Guest Post, the second in a four-part series, by KC Lynch:

Part 2: Impact Measurements

Collection Development Librarians will tell you that while Faculty members don’t look at Impact Factors of journals before publishing, many graduate students do. Which means the sooner TWC starts generating impact data, the better.

Measuring the impact of scholarly journals is a tricky, controversial business. Most of the established methods are highly flawed, simply because counting citations is not the most reliable way to track a journal’s impact, and the reporting of citation statistics even less so.

That being said, the gold standard is still the Journal Citation Report (JCR), published by Thomson Reuters. The JCR provides an Impact Factor (IF) for each of its titles, which measures the frequency with which an average article has been cited in a particular year. The IF is calculated by dividing the number of current year citations to the source items published in that journal during the previous two years.
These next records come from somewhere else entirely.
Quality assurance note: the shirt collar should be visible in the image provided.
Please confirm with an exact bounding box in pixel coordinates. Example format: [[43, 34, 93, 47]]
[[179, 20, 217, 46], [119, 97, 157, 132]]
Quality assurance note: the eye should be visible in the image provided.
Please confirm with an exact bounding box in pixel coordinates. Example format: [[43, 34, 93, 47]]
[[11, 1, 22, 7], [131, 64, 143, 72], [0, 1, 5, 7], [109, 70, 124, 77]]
The first goal of the JCR was to track the impact of scientific journals, and they track an impressive 7,300+ titles. The social sciences JCR is newer and consequently smaller, with only 2,200+ titles. Getting a new journal listed in either report is highly competitive: Thomson Reuters reviews over 2,000 new titles each year, and accepts 10-12% for inclusion in the report. Evaluation criteria include diversity of authorship and citation data. Which are exactly the qualities TWC hopes to strengthen by being listed in the report.

For journals like TWC, the JCR is not a perfect match. But is it still worth pursuing? Absolutely. For newer journals, the JCR is an investment in the long term.
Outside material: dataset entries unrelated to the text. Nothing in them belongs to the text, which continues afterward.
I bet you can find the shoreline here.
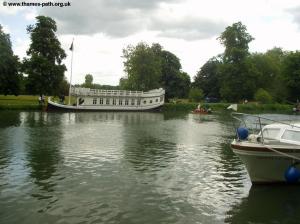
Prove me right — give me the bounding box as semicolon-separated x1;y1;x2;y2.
0;95;295;113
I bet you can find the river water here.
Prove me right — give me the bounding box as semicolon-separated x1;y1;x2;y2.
1;111;300;224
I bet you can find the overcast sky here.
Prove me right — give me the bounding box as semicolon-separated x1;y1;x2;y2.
1;0;300;85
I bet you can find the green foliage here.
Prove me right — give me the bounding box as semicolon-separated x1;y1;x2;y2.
83;74;93;88
0;25;21;95
282;51;300;101
193;56;221;98
217;22;255;102
188;88;204;102
254;88;273;103
121;42;190;98
218;21;254;63
122;42;161;91
23;16;66;96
In the short term, TWC might consider following in the footsteps of PLoSONE, the online, open-access journal by the Public Library of Science. PLoSONE uses a system called Article-Level Metrics (ALM) to measure the impact of specific articles, in an effort to evaluate individual articles rather than the journal as a whole:

“Article-level metrics place relevant data on each article to help users determine the value of that article to them and to the scientific community in general. Importantly, they provide additional and regularly updated context to the article, which currently includes data on citations, online usage, social bookmarks, comments, notes, blog posts about the article, and ratings of the article.”
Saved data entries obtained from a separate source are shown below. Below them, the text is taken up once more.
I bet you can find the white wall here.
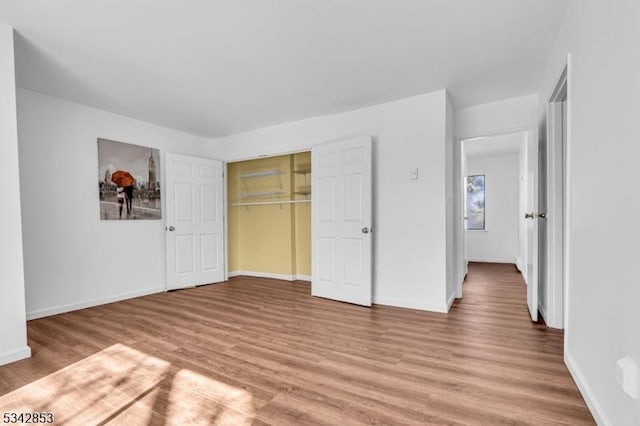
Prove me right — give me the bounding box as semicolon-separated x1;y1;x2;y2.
456;94;538;140
209;90;453;312
539;1;640;424
0;24;30;366
17;89;211;319
465;153;519;263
To those of us who work in website development, this sounds a lot like a cousin of Google Analytics, which, believe me, is a complement. These are the tools we should be using to measure the impact of online journals. Where the print model was subject to measuring readership through circulation and subscription data, for example, the online journal should measure the same through usage data (page views, downloads, unique users, etc).

At PLoSONE, ALM data is having a positive effect on author satisfaction. In their 2010 report, after just one year of using the system, ALM was a significant factor in deciding to publish with PLoSONE, and 32 of 101 survey respondents reported finding the data useful in some way. And whether or not they have ALM to thank, in the same year, authors considering PLoSONE as a first choice journal rose from 23% to 37%.

On July 27, PLoS launched the Article-Level Metrics API to give researchers access to their statistics.

So, there are two ways for TWC to get Impact measurement data. The old-school method of JCR and the new technology of ALM. Both are worth doing: one for longevity, the other for immediacy. And, who knows, ALM may be the new JCR for the open-access digital world.